Quand aurons-nous une vraie loi de programmation de sécurité intérieure ?

Sécurité

Quand aurons-nous une vraie loi de programmation de sécurité intérieure ?

En matière de sécurité intérieure et alors que la France est toujours en alerte maximale attentats, le gouvernement semble marcher sur des œufs, et donne l’impression de saucissonner les textes législatifs. La loi de sécurité globale est en discussion. Suivront la loi dite séparatismes (rebaptisée « confortant les principes républicains »), puis la loi sur la délinquance des mineurs, comme si le gouvernement voulait saucissonner les sujets pour ne pas être taxé de faire des amalgames. C’est un tort, car tout est lié. La France n’a pas eu de grande loi de programmation de la sécurité intérieure depuis 2011. À l’époque c’était Michèle Alliot-Marie qui était ministre de l’Intérieur. La précédente remontait à mars 2002. Une loi de programmation obligerait à des engagements beaucoup plus clairs de l’exécutif français, avec une perspective budgétaire.

Dans la loi sécurité globale, on assiste au renforcement des compétences des polices municipales. Mais la démarche ne va pas au bout de son objet : la loi n’érige pas de principe général par défaut d’armement des polices municipales (si bien que celle de la ville de Paris n’aura pas d’armes à feu !). Pas de mise en place d’une école nationale de police territoriale (au lieu des formations ad hoc délivrées par le CNFPT) permettant de disposer de standards uniformes minimaux en la matière. En matière de sécurisation du recours aux technologies de vidéoprotection et de captation d’images, le texte n’avance pas sur une généralisation de la vidéoprotection dans les métropoles, ni de la reconnaissance faciale. Rien non plus sur l’usage de l’intelligence artificielle ou prédictive en matière de lutte contre la criminalité, rien spécifiquement en matière d’antiterrorisme. Rien non plus sur le renforcement de l’arsenal juridique en matière de police de l’air et des frontières (notamment à Paris où le périmètre de la préfecture de police de Paris n’est pas clarifié sur la lutte contre l’immigration illégale).

S’agissant de la sécurité privée, le texte encadre de manière bienvenue la profession ainsi que sa « professionnalisation » et son contrôle.

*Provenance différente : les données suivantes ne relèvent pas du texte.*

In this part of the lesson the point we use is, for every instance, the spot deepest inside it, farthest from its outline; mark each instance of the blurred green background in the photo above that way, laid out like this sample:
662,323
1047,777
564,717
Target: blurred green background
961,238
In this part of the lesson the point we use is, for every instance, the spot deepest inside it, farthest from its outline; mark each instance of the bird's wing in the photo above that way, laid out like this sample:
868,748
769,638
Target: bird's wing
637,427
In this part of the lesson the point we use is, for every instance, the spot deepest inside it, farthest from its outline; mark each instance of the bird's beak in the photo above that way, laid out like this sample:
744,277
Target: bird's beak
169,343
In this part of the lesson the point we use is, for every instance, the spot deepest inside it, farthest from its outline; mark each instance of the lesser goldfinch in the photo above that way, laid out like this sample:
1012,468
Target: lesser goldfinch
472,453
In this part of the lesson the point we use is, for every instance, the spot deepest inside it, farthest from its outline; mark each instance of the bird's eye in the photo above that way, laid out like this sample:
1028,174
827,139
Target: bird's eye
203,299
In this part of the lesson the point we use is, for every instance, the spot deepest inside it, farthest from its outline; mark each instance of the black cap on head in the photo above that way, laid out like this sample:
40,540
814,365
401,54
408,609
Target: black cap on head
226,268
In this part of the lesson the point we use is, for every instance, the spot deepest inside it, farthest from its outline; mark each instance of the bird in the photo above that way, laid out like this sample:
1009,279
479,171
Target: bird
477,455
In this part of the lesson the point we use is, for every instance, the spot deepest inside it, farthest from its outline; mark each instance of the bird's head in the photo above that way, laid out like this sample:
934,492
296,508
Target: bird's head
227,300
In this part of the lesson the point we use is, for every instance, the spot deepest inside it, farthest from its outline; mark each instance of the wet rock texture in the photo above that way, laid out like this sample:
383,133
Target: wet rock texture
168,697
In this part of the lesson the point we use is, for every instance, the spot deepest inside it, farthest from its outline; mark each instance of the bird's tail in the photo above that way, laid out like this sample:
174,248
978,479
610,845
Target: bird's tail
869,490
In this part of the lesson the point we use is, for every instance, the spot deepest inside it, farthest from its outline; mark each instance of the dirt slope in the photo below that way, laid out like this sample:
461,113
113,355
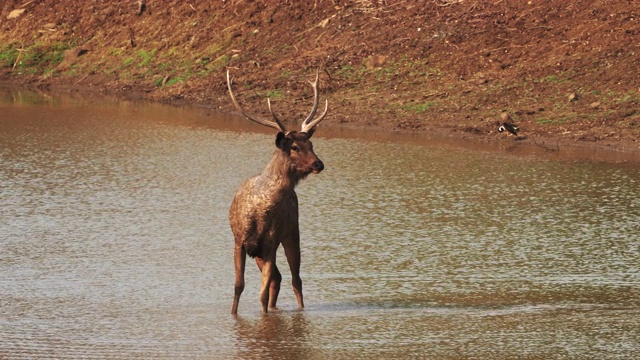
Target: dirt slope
562,71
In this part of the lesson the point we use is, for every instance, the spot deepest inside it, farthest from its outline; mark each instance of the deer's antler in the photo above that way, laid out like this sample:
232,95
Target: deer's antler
278,125
307,124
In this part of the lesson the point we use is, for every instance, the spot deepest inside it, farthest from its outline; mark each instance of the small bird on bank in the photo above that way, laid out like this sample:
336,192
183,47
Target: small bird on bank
508,127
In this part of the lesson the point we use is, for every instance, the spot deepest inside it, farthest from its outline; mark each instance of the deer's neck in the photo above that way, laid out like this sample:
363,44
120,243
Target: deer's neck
281,173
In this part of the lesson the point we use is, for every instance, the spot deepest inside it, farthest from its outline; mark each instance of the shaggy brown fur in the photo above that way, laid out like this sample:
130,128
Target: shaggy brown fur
264,214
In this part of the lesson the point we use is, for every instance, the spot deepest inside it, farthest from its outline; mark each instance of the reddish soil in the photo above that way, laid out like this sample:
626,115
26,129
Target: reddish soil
565,72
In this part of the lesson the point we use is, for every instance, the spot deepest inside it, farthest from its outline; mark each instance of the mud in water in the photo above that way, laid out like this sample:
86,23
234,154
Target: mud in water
115,243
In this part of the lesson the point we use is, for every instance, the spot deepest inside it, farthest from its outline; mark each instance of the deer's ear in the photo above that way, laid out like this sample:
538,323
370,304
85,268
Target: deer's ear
310,132
281,140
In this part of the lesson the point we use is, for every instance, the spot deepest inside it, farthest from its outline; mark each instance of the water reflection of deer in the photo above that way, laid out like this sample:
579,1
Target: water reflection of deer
283,335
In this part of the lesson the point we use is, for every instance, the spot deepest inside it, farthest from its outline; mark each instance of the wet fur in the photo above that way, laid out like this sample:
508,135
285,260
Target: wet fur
264,214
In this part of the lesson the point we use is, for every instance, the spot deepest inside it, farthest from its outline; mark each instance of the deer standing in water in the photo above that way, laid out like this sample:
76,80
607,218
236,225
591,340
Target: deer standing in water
264,211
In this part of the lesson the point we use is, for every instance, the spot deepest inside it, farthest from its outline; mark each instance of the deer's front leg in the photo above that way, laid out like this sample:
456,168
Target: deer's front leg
267,273
292,252
274,283
239,256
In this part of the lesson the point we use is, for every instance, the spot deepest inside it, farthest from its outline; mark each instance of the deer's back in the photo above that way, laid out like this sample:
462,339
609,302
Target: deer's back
262,216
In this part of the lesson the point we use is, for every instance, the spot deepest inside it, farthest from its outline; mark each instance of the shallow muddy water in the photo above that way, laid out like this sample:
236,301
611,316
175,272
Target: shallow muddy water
114,243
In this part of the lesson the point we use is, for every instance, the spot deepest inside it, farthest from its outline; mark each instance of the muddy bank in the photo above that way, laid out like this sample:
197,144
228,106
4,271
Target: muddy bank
566,75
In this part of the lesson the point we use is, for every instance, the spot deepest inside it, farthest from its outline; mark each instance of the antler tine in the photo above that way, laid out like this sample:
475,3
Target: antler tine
315,100
307,127
276,125
278,121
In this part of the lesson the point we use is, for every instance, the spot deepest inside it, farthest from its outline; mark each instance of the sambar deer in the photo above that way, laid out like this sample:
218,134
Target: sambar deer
264,211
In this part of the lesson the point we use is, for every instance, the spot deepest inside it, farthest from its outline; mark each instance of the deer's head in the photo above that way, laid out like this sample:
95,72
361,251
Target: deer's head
295,145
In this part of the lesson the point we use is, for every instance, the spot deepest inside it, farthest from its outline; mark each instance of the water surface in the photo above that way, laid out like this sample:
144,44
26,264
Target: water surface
115,244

Dans la loi laïcité/séparatismes : l’avant-projet du texte qui sera en conseil des ministres le 9 décembre (anniversaire de la loi de 1905) et que nous avons pu consulter ne dit rien sur les questions relatives à la radicalisation des agents publics (nous pensons ici à l’attentat de la préfecture de Police de Paris), rien sur les obligations de quitter le territoire français, rien sur la rétention de sûreté pour les détenus radicalisés ou les terroristes sortants de prison, rien non plus sur le respect de la laïcité dans les entreprises. Ce sera peut-être versé au projet par voie d’amendements ? Tout au plus peut-on relever uniquement des dispositions s’agissant de la police des cultes et de leur financement, de l’extension de la détection de la radicalisation pour inclure la provocation et l’apologie d’actes terroristes… Ce texte ne serait voté qu’en toute fin d’année 2020, voire en 2021. Il manque à ce stade la partie opérationnelle de renforcement des décisions administratives et de justice qui en découlent (respect des cibles en matière d’OQTF, engagement clair sur le retour effectif à la frontière des étrangers radicalisés).

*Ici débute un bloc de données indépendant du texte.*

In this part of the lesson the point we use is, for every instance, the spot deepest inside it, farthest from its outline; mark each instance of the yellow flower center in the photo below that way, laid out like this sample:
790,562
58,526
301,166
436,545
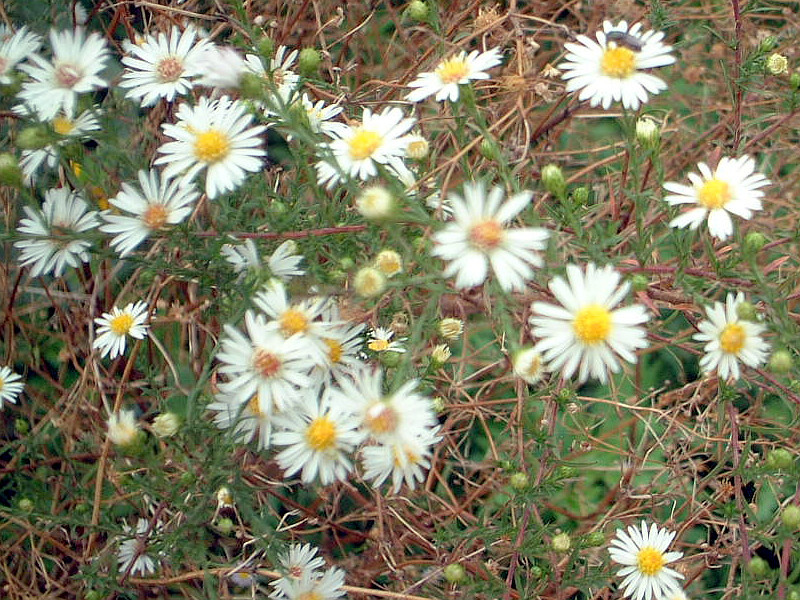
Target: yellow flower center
335,350
592,324
211,146
266,363
364,143
155,216
321,434
121,324
618,62
452,70
486,235
62,125
169,69
381,418
732,338
293,321
378,345
714,194
650,560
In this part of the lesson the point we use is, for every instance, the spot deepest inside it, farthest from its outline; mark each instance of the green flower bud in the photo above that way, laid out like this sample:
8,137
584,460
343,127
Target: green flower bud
266,46
780,459
758,567
580,196
640,282
781,362
790,516
309,62
553,180
594,539
519,481
10,173
561,542
754,241
746,311
455,573
417,11
33,138
390,360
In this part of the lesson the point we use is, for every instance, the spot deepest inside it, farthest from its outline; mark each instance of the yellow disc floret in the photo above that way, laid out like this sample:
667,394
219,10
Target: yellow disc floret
714,194
650,560
321,434
211,146
592,324
364,143
732,338
452,70
618,62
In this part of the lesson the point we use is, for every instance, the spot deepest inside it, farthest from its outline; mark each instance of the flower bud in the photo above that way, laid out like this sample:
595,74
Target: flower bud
561,543
648,133
790,516
369,282
417,11
777,64
10,172
309,61
553,180
781,362
455,573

Loi sur la délinquance des mineurs : cette loi visant à réformer l’ordonnance de 1945 sera peut-être adoptée en 2021 à l’occasion de la ratification de l’ordonnance du 11 septembre 2019. Un volet sur la lutte contre la délinquance des mineurs étrangers isolés pourrait y figurer par amendement.

Alors que le voile a été enfin levé sur le livre blanc de sécurité intérieure le 16 octobre après des mois d’attente, une question se pose : qu’est ce qui empêche ce gouvernement de faire adopter un texte avec une vraie vision globale de la sécurité intérieure ? La crainte d’une fronde de sa majorité parlementaire ? Le manque de vision globale ? En tout état de cause, cette addition de textes sur la sécurité qui embouteillent le Parlement est très dommageable pour les Français car elle fait perdre beaucoup de temps sur des sujets urgentissimes.